Geophysical Data Analysis in Julia, including Machine Learning

Course Description

The main objective of this course is to bridge the gap between R&E and non-R&E people working in the industry together by providing a learning platform to non-R&E people where they can understand and develop their own research ideas and give them life. Even R&E people can learn the power of open source languages such as JULIA in testing and writing small prototypes while utilizing parallel computing capabilities. The audience will learn and develop small research prototypes on seismic data processing concepts such as denoising, interpolation, modelling and inversion.

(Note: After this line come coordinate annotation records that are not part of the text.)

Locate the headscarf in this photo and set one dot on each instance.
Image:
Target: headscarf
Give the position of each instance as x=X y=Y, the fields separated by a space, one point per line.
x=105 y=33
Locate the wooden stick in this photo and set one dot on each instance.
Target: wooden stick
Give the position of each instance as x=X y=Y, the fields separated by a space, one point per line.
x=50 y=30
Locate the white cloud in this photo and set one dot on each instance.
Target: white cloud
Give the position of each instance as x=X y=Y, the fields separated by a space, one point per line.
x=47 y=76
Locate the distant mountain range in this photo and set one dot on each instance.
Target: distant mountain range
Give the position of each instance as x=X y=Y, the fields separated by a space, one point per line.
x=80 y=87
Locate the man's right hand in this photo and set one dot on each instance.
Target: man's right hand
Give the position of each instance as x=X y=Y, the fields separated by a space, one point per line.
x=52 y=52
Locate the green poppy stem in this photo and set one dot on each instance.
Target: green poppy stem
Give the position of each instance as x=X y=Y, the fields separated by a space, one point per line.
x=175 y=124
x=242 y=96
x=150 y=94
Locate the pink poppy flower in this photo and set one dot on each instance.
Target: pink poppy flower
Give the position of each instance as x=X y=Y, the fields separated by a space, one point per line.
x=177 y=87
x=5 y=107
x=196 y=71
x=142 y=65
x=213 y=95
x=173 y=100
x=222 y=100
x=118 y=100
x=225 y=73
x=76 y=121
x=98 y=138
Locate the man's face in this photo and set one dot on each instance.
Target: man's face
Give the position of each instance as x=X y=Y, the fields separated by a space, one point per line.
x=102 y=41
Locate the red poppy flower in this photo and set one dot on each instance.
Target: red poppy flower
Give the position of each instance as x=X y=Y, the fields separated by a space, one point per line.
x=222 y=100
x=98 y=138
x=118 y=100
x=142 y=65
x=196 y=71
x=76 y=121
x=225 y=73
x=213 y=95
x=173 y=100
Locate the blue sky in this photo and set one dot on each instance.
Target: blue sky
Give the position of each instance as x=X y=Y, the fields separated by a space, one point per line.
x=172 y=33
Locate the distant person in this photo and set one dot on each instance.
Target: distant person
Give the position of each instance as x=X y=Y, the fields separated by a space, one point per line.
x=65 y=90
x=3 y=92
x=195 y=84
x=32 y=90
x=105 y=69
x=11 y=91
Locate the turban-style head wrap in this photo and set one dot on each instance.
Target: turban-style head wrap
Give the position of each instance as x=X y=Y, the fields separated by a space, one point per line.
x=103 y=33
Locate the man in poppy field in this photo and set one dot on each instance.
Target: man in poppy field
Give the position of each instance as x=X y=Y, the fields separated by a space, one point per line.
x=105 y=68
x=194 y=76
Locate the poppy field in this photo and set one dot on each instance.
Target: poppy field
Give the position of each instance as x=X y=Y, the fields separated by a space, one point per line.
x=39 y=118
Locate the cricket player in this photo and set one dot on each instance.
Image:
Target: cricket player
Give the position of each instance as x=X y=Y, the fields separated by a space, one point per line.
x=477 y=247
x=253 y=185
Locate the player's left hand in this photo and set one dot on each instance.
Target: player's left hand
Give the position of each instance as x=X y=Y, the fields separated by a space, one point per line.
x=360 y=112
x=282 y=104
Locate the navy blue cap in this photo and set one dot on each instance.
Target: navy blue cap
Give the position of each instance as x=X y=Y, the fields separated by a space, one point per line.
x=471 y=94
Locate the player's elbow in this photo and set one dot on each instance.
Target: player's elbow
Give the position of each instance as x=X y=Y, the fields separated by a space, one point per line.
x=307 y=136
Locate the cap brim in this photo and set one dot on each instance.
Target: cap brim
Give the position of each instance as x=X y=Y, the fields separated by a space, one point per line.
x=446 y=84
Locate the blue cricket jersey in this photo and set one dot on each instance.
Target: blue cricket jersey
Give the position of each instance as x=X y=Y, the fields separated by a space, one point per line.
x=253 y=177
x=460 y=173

The second objective is to demonstrate to the audience that they can further explore the world of machine learning in JULIA while connecting the conventional and ML techniques to stay up-to-date with the advancements in the field of signal processing.

Course Objectives

Upon completion of the course, participants will learn:

  • how to build and test small research prototypes in JULIA for day-to-day task
  • to use and understand signal processing tools available in open source and how to adapt these tools as per the research requirements
  • to perform parallel computing in JULIA to scale small research prototypes to a large-scale problem

Course Outline

The course is completely hands-on delivered through various Jupyter notebooks with a couple of presentations in between.

  • Introduction to JULIA
    • loading JULIA, IDE and various other environments
    • introduction to variables, types, functions, data structure, control flow
    • introduction to parallel computing in JULIA
  • Various data preprocessing tasks such as
    • loading LAS, Excel, text, SEGY format in JULIA
    • organizing the data
    • cleaning and visualization
  • Tutorial on designing different seismic preprocessing tools such as
    • denoising
    • interpolation
    • deconvolution
  • Using Synthetic VSP dataset, setup and perform
    • full-waveform inversion
    • reverse time-migration
  • Building machine learning model to perform denoising on VSP datasets

Participants’ Profile

Geoscientists who are interested to create, design and learn programming to develop their ideas from imagination to real-world solutions. This course will demonstrate to them the power of open source programming languages such as JULIA, and enable them to use it in there day to day tasks while testing it in real-time to further extend it to be ready to deploy on the production scale.

Prerequisites

The audience is expected to have prior knowledge of basic signal processing concepts such as correlation, deconvolution and Fourier transforms and seismic processing background.

Recommended Reading

  1. https://www.youtube.com/user/JuliaLanguage/playlists
  2. https://juliaacademy.com/courses?preview=logged_out
  3. https://julialang.org/learning/tutorials/

About the Instructor

Dr. Rajiv Kumar received his M.Sc. degree in Applied Geophysics in 2008 from the Indian Institute of Technology, Bombay. He worked as a Borehole Geophysicist in Schlumberger from 2008-2011. He completed his Ph.D. in 2017 from the University of British Columbia, Canada, in Computational Geophysics. From 2017-2018 he was a Postdoctoral Fellow at the University of British Columbia, Canada and Georgia Institute of Technology, USA. He joined DownUnder Geosolutions as a Research Scientist in 2019 based in Perth, Australia. Since 2020, He is working as a Senior Research Scientist in Schlumberger Geophysics Technology Centre, Gatwick, UK. His main interests are signal processing, modelling, inversion, and bridging the gap between machine learning and classical processing techniques in Geophysics. He is a member of EAGE and SEG.